Kubernetes is a complicated piece of machinery that consists of multiple different tiny components. If you were missing even one of these components, the cluster would not function properly, and you might even experience severe downtime for your applications. Imagine applying a deployment manifest, but your pods get stuck in a pending state. You try to debug what’s going on but the pod is not even generating any events even after a few minutes have passed.
Whenever you create a pod in Kubernetes, there are a few things that happen behind the scenes. First, the pod is assigned to a particular node in the cluster. After the pod has been assigned to a suitable node, the pod is created, and the containers within it are started. The two components responsible for the above process are the kube scheduler and the kubelet respectively.
A pod runs on a node within the Kubernetes cluster, and the node contains the kubelet and system resources that are required for running the pod. However, when assigning a pod to any node, it must be ensured that the node has sufficient resources to run the pod or you may face an OOMKilled error or degraded application performance due to a lack of sufficient CPU/Memory resources. By default, the kube-schedulers filter and select the appropriate node for scheduling the pod.
Within this blog, you will learn about scheduling in Kubernetes, how the Kubernetes Scheduler assigns pods to nodes, and what are some of the methods that are used for scheduling in Kubernetes.
How Does the Kubernetes Scheduler Work
When a pod is created in Kubernetes, it will always go into a pending state, until it knows where the pod should run. Before the kubelet of any node can go and create the pod, it needs to be placed on a node. The kube-scheduler
is responsible for evaluating the nodes, and placing the pod on a node with sufficient system resources i.e. CPU, memory, and storage, or any specific constraints that are set by the user.
Once the scheduler places the pod on a node, the kubelet will create the pod and spin up the containers within it.
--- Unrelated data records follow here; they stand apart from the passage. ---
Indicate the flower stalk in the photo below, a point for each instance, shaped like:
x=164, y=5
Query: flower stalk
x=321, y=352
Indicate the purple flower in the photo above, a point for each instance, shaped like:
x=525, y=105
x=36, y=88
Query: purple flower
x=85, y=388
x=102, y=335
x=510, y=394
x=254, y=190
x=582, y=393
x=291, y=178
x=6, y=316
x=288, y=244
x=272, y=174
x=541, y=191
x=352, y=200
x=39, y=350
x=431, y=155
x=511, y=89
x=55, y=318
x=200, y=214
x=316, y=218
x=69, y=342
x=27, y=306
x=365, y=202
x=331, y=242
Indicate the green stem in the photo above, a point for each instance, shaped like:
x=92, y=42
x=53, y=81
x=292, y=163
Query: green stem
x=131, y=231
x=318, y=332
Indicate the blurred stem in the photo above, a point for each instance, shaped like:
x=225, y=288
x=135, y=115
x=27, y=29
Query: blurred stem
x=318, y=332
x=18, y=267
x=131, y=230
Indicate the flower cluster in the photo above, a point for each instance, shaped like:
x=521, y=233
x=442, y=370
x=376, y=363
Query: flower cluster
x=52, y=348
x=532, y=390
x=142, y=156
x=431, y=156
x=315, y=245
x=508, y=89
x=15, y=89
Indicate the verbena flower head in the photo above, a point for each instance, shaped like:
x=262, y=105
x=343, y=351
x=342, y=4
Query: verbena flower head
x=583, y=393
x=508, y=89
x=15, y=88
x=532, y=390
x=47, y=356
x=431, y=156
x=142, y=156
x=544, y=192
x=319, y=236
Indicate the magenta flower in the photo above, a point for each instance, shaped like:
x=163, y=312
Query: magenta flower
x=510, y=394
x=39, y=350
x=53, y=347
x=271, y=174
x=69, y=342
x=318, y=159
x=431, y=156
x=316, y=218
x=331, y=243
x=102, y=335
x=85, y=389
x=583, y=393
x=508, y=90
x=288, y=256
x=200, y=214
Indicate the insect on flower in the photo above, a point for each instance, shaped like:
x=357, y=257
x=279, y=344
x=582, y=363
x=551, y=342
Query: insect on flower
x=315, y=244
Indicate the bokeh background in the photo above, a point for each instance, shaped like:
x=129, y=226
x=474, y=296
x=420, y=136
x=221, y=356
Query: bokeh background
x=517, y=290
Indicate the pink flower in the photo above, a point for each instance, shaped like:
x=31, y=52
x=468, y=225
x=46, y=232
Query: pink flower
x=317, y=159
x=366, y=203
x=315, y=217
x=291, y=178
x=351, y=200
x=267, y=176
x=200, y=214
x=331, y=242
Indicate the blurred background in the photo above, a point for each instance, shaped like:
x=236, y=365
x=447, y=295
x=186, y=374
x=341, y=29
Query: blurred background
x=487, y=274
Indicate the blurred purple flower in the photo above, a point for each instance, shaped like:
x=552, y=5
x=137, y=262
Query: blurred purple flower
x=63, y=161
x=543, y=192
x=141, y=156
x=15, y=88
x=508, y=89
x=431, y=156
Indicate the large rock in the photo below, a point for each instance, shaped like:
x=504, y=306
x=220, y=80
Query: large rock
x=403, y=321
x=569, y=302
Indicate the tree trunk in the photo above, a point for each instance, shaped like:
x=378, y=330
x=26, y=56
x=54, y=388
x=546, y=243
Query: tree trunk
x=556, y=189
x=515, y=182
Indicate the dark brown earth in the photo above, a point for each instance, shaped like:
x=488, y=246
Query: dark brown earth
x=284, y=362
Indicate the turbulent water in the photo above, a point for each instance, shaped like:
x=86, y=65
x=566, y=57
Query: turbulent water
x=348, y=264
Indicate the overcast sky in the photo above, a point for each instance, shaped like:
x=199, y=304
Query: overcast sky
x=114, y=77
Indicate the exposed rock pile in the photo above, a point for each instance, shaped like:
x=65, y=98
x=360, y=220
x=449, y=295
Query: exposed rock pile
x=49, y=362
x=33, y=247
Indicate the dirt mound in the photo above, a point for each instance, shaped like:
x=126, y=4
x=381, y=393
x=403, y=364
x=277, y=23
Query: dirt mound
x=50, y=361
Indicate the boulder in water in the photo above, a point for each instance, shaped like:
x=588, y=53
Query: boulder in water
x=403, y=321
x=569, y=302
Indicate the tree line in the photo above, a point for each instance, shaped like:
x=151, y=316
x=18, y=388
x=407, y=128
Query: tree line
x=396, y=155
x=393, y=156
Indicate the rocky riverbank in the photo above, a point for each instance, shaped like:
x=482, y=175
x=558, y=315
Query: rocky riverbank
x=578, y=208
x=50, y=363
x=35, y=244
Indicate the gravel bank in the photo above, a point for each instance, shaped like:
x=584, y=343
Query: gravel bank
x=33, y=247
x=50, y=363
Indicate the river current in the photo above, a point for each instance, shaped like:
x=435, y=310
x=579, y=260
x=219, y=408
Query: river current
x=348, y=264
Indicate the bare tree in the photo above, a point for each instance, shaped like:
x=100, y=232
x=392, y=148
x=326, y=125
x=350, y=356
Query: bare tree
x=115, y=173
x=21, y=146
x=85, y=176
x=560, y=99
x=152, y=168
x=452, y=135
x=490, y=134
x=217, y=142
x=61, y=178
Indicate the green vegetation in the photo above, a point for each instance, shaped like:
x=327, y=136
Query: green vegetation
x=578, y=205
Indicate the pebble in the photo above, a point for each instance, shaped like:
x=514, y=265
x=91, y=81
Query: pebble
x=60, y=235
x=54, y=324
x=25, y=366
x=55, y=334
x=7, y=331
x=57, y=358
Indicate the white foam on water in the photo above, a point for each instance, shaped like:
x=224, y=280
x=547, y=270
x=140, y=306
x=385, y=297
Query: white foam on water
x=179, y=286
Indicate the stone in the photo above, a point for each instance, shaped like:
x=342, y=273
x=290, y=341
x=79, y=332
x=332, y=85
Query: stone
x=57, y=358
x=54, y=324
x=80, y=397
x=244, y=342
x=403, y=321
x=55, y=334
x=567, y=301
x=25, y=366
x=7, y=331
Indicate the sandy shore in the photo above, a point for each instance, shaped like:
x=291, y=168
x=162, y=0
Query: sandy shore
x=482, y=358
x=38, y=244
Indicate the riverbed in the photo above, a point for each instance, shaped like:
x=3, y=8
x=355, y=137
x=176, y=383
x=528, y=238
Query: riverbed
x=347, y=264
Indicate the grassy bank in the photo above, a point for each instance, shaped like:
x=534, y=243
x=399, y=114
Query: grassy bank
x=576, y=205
When the scheduler tries to schedule a pod to any node, there are a few different stages that the scheduler goes through.
- Node Filtering: During the filtering stage, the scheduler checks the nodes where it is possible to schedule the pod. For example, the scheduler will check if the node has sufficient system resources for running the pod. Advanced filtering can be assigned by using some of the techniques discussed later in this blog.
- Node Scoring: After the nodes have been filtered, the available nodes are assigned a score. This score is assigned based on how well the node fits the requirements of the pod such as available system resources and resource requirements of the pod, certain scheduling rules, etc. The goal of scoring the nodes is to find a node that is best suited to run the given pod.
- Node Selection: After the nodes have been scored, the node with the highest score will be selected to schedule the pod. This selected node will be able to run the pod in the best possible way. For instance, the node has sufficient resources or has specific resources like a GPU, etc.
- Pod Binding: Finally, once a node is selected, the information of the selected node is queried back to the API server. The API server then updates the pod’s manifest and adds the nodeName. This then binds the pod to the particular node. Once this is done, the kubelet takes over and starts creating the pod and the containers.
You can use certain rules while creating pods to ensure that they are scheduled only on nodes that meet the constraints that are set within the pod. If no rules are defined in the pod manifest, the scheduler will assign the pod to a schedulable node and have the maximum number of available resources.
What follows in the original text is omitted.